(July 4, 2020 at 10:21 am)GodBennett Wrote: Why did I (an atheist) legally change my name to "God"? (First Name: "God", Last Name: "Bennett")
3 concise points why are found in the PDF document below:
i) Long ago, "asthma was considered a sacred disease" related to divine punishment. Instead, today using modern science/understanding, we know asthma is a respiratory illness.
ii) Likewise, I produced a 2016 paper/thought experiment that redefined the old God concept, to a modern one: Anything of human level intelligence or greater.
- Source: Any detailed timeline description of Asthma's History
Today there is no scientific evidence of any bible etc Gods/creators of our universe, but normal humans are actual candidates describable as Gods; we are using modern science to make software simulations of universes (eg Illustris), building artificial intelligence models plus we do many other cognitive tasks.
Notably, human level artificial intelligence or greater also falls under the redefinition above.
iii) So, I am human with somewhat average brain function, hence my new first name, "God". I think, objectively, "God" is a fitting name for any human without significant brain damage.
- Source by myself: "Research Gate/A scientific redefinition of God by an Atheist"
- Relevant Source by myself: Objective human purpose: "Research Gate/Why is the purpose of human life to create Artificial General Intelligence?"
- Relevant Source by myself: Quick thought on BibleGod vs Humans: "Research Gate/Animated Dirt; From Dirt to Artificial General Intelligence"
(July 5, 2020 at 6:01 am)Nomad Wrote:(July 4, 2020 at 4:17 pm)arewethereyet Wrote: I don't know who PGJ is but this one looked iffy to me.
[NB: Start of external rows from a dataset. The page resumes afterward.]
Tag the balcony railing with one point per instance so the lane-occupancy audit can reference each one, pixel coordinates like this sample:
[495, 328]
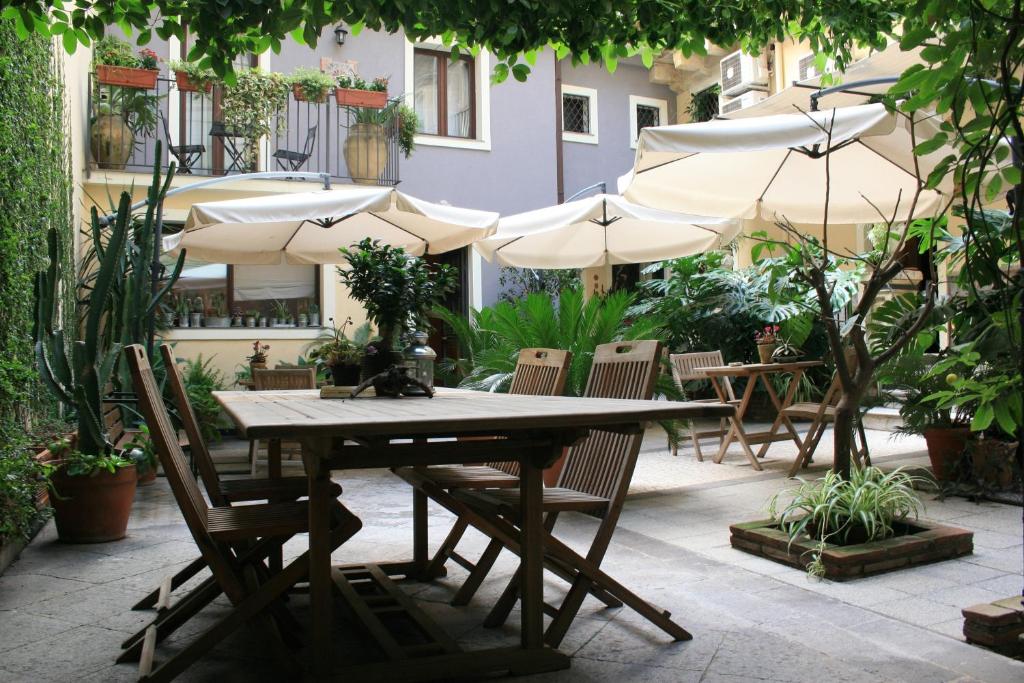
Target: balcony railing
[311, 137]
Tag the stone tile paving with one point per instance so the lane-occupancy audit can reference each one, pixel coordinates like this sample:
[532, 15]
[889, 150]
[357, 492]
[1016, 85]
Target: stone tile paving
[65, 609]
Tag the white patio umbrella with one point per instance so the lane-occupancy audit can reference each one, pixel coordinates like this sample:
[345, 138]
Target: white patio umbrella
[774, 167]
[598, 230]
[309, 227]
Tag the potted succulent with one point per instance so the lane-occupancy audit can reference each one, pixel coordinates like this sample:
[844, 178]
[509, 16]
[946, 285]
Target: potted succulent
[766, 341]
[341, 355]
[397, 292]
[116, 63]
[216, 314]
[189, 77]
[258, 358]
[351, 90]
[310, 85]
[143, 454]
[366, 146]
[253, 108]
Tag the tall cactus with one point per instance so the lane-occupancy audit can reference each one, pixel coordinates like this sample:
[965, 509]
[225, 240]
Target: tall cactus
[117, 298]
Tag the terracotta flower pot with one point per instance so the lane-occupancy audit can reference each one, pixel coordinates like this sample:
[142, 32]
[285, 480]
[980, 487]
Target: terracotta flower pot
[143, 79]
[185, 85]
[765, 351]
[945, 445]
[369, 98]
[366, 153]
[93, 509]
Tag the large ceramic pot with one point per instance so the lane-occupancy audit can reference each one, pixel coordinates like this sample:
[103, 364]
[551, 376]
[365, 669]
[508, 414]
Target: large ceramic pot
[112, 141]
[945, 445]
[366, 153]
[93, 509]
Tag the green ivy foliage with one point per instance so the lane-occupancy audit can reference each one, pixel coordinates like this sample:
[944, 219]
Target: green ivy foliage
[35, 194]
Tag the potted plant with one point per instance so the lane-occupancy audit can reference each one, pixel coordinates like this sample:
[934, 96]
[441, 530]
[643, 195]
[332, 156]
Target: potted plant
[258, 358]
[189, 77]
[910, 380]
[142, 453]
[116, 63]
[341, 355]
[351, 90]
[310, 85]
[216, 314]
[280, 314]
[253, 108]
[397, 291]
[366, 146]
[121, 116]
[765, 339]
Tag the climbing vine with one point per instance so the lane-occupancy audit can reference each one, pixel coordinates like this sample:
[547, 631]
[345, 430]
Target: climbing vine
[35, 194]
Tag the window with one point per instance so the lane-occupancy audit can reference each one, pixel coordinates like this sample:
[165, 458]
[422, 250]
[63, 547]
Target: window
[579, 115]
[228, 291]
[646, 112]
[443, 94]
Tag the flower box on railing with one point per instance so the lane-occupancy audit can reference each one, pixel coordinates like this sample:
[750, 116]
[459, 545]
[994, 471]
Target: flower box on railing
[128, 77]
[375, 99]
[185, 84]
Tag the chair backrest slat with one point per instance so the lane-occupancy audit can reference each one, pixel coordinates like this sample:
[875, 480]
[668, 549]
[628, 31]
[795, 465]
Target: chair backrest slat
[539, 372]
[197, 444]
[285, 379]
[602, 465]
[687, 368]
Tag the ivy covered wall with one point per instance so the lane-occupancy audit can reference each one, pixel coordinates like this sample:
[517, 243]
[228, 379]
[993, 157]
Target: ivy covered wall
[35, 194]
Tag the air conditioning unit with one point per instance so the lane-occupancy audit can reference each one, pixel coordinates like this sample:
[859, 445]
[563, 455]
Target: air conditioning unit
[741, 73]
[732, 104]
[807, 67]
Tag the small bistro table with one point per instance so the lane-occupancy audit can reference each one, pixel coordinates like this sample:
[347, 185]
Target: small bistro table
[377, 432]
[754, 373]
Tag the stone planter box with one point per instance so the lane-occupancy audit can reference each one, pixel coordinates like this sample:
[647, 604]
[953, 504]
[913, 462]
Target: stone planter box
[996, 625]
[926, 542]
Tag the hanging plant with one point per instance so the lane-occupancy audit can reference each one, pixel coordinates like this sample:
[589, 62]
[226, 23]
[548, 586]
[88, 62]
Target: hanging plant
[253, 107]
[704, 103]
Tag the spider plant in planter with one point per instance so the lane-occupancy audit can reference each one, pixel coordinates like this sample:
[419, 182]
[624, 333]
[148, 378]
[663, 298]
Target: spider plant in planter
[342, 355]
[870, 505]
[397, 291]
[310, 85]
[366, 146]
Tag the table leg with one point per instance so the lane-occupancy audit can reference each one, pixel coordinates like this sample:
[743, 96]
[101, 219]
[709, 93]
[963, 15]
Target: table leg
[321, 599]
[780, 406]
[273, 459]
[531, 564]
[740, 412]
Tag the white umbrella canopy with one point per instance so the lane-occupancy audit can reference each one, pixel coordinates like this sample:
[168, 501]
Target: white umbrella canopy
[309, 227]
[773, 167]
[601, 229]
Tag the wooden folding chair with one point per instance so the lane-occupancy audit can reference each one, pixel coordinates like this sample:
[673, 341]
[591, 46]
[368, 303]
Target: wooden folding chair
[233, 543]
[280, 379]
[595, 480]
[220, 493]
[686, 368]
[539, 372]
[821, 415]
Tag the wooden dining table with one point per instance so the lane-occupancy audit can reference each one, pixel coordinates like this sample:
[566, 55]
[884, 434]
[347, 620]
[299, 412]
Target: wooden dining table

He's a serial sockpuppet who lives to post his insane ramblings (think time cube levels) everywhere.
I think he's close to 20 accounts shut down here.
People like Jordan fascinate me. They sign on, rant and lose arguments, abuse and get abused until they get banned. Then, they go through all the trouble to sign on AGAIN and repeat the whole process.
It like the bloke who goes to a party and makes such a jackass of himself that he get forcibly ejected. But the party - where no one likes him - holds such fascination that he puts on his ‘Groucho nose and glasses’ and sneaks back in, hoping things will be different this time.